Enquanto aguardo decisões judiciais que põem em causa o futuro da minha mulher e do meu filho, aqueles que permitiram que eu fosse visado permanecem confortavelmente na Universidade de Columbia. Os presidentes Shafik, Armstrong e o reitor Yarhi-Milo lançaram as bases para que o governo dos EUA me visasse, disciplinando arbitrariamente estudantes pró-palestinianos e permitindo que o doxing viral – baseado no racismo e na desinformação – não fosse controlado.

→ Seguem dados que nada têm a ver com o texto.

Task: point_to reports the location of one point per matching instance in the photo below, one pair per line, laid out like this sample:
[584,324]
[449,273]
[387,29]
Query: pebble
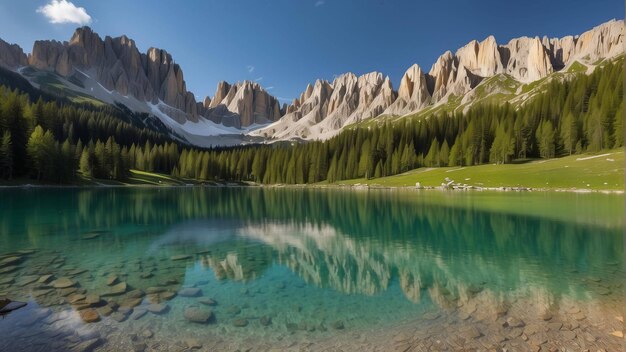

Columbia visou-me pelo meu ativismo, criando um novo gabinete disciplinar autoritário para contornar o devido processo e silenciar os estudantes que criticam Israel. Columbia rendeu-se à pressão federal, divulgando os registos dos estudantes ao Congresso e cedendo às últimas ameaças da administração Trump. A minha detenção, a expulsão ou suspensão de pelo menos 22 estudantes de Columbia – alguns destituídos dos seus diplomas de licenciatura poucas semanas antes da graduação – e a expulsão do presidente da SWC (Student Workers of Columbia/Tranalhadores-Estudantes da Columbia), Grant Miner, na véspera das negociações do contrato, são exemplos claros.
A minha detenção é uma prova da força do movimento estudantil na mudança da opinião pública para a libertação da Palestina. Há muito que os estudantes estão na vanguarda da mudança – liderando a luta contra a Guerra do Vietname, estando na linha da frente do Movimento dos Direitos Civis e impulsionando a luta contra o apartheid na África do Sul. Também hoje, mesmo que o público ainda não o tenha compreendido totalmente, são os estudantes que nos conduzem em direção à verdade e à justiça.
A administração Trump está a visar-me como parte de uma estratégia mais ampla para suprimir a dissidência. Os titulares de vistos, os portadores de green-card e os cidadãos serão todos visados pelas suas convicções políticas. Nas próximas semanas, estudantes, defensores e funcionários eleitos devem unir-se para defender o direito de protestar pela Palestina. O que está em causa não são apenas as nossas vozes, mas as liberdades civis fundamentais de todos.
Sabendo perfeitamente que este momento transcende as minhas circunstâncias individuais, espero, no entanto, ser livre para testemunhar o nascimento do meu primeiro filho.